Filling Out a Subscription Agreement
If you want to join a syndication, then you will need to fill out a subscription agreement. The subscription agreement is basically an application by an investor to join a syndication. All prospective investors will need to be reviewed and approved by the managing member before they can proceed with any of the next steps.
Before Getting Started…
Before you decide to join a syndication, or to fill out a subscription agreement, you should first answer the following questions.
- Do You Qualify for this Project?
- How Do You Want to Hold Your Units?
- How to Fill Out Paperwork?
How Do I Join a Syndication Project?
As discussed in Part 1, there are several steps that must be completed before you can join a syndication. To recap these steps, remember that you must first:
- Review all offering documents. Consult with your attorney and CPA regarding the offering documents.
- Decide how you want to hold your investment.
- Fill out your subscription agreement in accordance with how you want to hold the investment.

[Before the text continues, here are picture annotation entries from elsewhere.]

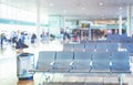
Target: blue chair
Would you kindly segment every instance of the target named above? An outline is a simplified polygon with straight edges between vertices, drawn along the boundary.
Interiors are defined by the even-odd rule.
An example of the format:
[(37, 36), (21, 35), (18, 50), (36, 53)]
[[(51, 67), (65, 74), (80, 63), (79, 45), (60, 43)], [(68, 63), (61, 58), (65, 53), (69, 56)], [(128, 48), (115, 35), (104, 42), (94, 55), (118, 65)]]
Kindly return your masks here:
[(74, 52), (74, 64), (72, 72), (90, 72), (92, 66), (91, 52)]
[(54, 51), (41, 51), (37, 62), (37, 68), (41, 71), (50, 71), (55, 68), (55, 52)]
[(130, 72), (129, 52), (113, 52), (112, 72)]
[(94, 52), (92, 72), (110, 72), (111, 68), (109, 52)]

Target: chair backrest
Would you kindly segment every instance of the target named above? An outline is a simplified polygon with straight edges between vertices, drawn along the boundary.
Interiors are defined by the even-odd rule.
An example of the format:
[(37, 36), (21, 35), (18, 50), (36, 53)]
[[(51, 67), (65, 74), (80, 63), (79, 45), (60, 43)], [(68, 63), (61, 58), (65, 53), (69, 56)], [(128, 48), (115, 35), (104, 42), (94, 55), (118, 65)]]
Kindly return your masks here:
[(63, 44), (63, 51), (73, 51), (73, 44)]
[(130, 72), (129, 52), (112, 53), (112, 71)]
[(94, 52), (95, 51), (95, 43), (85, 43), (85, 51), (86, 52)]
[(94, 71), (110, 71), (110, 53), (94, 52), (92, 70)]
[(96, 52), (106, 52), (106, 43), (95, 43), (96, 44)]
[(74, 44), (74, 51), (84, 51), (84, 44)]
[(75, 70), (90, 70), (92, 62), (91, 52), (74, 52), (74, 68)]
[(53, 68), (51, 65), (52, 62), (55, 60), (55, 52), (54, 51), (41, 51), (39, 52), (39, 57), (37, 62), (37, 70), (49, 70)]
[(73, 61), (73, 52), (60, 51), (57, 52), (57, 67), (58, 70), (70, 70), (70, 63)]
[(117, 43), (106, 43), (108, 52), (117, 52), (119, 44)]

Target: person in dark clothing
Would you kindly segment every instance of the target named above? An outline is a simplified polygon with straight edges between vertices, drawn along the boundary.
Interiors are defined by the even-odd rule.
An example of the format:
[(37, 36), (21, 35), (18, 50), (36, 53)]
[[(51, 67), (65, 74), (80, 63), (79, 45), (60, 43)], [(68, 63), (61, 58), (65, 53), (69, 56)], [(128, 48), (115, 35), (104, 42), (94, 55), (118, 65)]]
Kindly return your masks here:
[(37, 35), (33, 33), (32, 36), (31, 36), (31, 44), (34, 43), (35, 39), (37, 39)]
[(23, 49), (27, 49), (28, 45), (22, 42), (21, 39), (16, 39), (16, 49), (19, 50), (19, 53), (23, 52)]

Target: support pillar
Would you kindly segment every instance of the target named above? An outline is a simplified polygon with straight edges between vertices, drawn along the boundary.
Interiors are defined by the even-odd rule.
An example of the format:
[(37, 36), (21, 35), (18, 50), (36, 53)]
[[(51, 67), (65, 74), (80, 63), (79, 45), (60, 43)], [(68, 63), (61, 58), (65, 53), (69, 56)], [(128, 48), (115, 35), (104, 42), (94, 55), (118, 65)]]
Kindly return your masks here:
[(122, 15), (119, 17), (119, 34), (122, 34)]
[(132, 36), (131, 30), (131, 6), (127, 6), (127, 29), (126, 29), (127, 36)]

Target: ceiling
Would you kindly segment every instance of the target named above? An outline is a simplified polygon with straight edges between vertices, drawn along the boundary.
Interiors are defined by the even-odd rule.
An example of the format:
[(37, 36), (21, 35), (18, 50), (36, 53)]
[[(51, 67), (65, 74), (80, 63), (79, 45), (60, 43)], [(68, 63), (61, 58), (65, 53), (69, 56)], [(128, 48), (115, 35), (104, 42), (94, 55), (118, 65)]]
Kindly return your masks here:
[(127, 6), (132, 8), (133, 0), (0, 0), (12, 7), (37, 12), (39, 4), (41, 13), (62, 15), (66, 19), (99, 20), (126, 18)]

- Upload your paperwork to the secure RealWealth investor page that is associated with the syndication project.
- Be on the lookout for a confirmation email / message from someone within the RealWealth syndication department within 48 hours of submitting your documents. This confirmation will either let you know that you are approved, missing paperwork, or do not meet the necessary requirements.
No matter whether you are just beginning to explore real estate syndications or want to join one today, it is important that you have a complete understanding of the various types of syndications, how they are structured, as well as the pros and cons involved. The latter knowledge will allow you to ask the right questions and effectively determine if investing in real estate syndication projects will help you achieve your financial goals and objectives.